In search of a simple consensus algorithm

It seems that industry reached consensus on consensus:

  • It isn't an easy task to create Paxos-based systems. The Googlers behind the Paxos Made Live paper write:
    Despite the existing literature in the field, building such a database (Paxos-based) proved to be non-trivial.
  • Raft is a way more understandable algorithm battle-tested in such products as Etcd, CockroachDB, RethinkDB and TiDB.

It isn't obvious. Despite being understandable, Raft is a complex protocol[1][2] which has performance penalty when a leader is unstable.

In this post:

  • covered an availability limitation of the Raft protocol
  • demonstrated that modern implementations of Raft are subject to it
  • described an existing simpler approach to the problem of consensus
  • showed that its toy 500-lines implementation has performance similar to Etcd but doesn't suffer from Raft's performance penalty

Raft's instability

Raft is an algorithm which describes how to build a replicated consistent fault-tolerant log. It uses such building blocks as:

  • Strong leader
  • Leader election

Philosoraptor isn't the only one who noticed this fact. The folks behind the the EPaxos paper paper asked the same question. They observed that Multi-Paxos has a defect:

if the master fails, then the system cannot serve requests until a new master is elected.

The same flaw affects Raft. The reason why EPaxos paper doesn't mention it is because the Raft and EPaxos papers were published in the same year.

I picked four modern Raft-based distributed systems (Etcd, CockroachDB, RethinkDB & TiKV) and tested them with default settings to demonstrate that they all are affected by the mentioned issue.

Crashed leader Isolated leader Version
Etcd 2s 2s 3.1.0 (8ba2897)
RethinkDB 0.6s 15s rethinkdb 2.3.5~0xenial (GCC 5.3.1)
CockroachDB 12s 10s beta-20170223
TiDB 18s 2m 40s Bug pd: f5744d7
tikv: eb185b3
tidb: a8d185d
Crashed leader
a case when I stopped a leader with "kill -9"
Isolated leader
a case when I isolated a leader with iptables
Time interval
a duration of unavailability when no one node of storage was able to serve requests

I tested the systems with the default settings. Of course, a test with the defaults settings is the test of the default settings so it can't be used to decide which system handles the leader issues better. Each system can be tuned to have a lesser unavailability window. However, the lesser leader election time means the more sensibility to the network glitches. The point of the test is to demonstrate that all Raft implementations have this tradeoff.
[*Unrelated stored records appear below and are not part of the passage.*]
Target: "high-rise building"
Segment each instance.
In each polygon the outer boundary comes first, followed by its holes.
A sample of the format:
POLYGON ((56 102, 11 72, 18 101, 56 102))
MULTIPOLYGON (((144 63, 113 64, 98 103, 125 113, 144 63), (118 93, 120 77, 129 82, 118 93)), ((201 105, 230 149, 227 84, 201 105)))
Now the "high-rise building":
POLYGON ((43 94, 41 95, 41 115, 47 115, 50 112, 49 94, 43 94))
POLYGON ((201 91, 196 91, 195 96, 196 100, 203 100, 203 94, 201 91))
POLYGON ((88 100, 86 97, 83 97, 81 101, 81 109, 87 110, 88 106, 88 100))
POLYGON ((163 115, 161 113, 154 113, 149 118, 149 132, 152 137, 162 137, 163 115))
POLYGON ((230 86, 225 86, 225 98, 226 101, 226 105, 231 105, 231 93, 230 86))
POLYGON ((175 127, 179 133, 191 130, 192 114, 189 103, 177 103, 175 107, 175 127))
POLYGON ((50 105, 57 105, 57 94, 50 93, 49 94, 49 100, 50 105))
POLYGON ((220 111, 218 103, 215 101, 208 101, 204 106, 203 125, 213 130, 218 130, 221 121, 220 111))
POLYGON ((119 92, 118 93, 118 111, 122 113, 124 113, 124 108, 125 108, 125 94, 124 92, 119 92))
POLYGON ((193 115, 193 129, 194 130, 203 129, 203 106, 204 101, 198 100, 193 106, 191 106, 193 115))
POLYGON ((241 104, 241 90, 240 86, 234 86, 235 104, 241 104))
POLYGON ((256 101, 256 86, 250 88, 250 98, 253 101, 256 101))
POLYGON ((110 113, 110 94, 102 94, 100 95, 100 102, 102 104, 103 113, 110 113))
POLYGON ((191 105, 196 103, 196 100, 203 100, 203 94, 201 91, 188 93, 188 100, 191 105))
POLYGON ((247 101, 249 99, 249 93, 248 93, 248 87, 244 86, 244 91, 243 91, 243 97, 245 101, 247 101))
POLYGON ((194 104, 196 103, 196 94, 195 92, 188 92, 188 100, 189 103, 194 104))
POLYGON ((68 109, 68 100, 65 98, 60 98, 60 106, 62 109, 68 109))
Later in post I'll show that the tradeoff isn't essential to the problem of consensus and it can be avoided with a different consensus algorithm.

The systems were tested on the cluster of 4 machines. Three nodes hosted a storage, and the 4th was a client. The client used three coroutines, each of them opened a connection to its dedicated node of a storage and were executing the following loop:

  1. read a value by a key
  2. if the wasn't set then use 0
  3. increment the value
  4. write it back
  5. increment a number of successful iterations
  6. repeat the loop

Each coroutine used its own key to avoid collisions. If there was an error during the loop, then it closed the current connection, opened a new one and began next iteration of the loop.

Once in a second (100ms in the case of 10x) the app dumped the number of successful iterations since the last dump per cluster and each node. Such simple metrics helped to analyze a behavior of a cluster when a leader was disturbed.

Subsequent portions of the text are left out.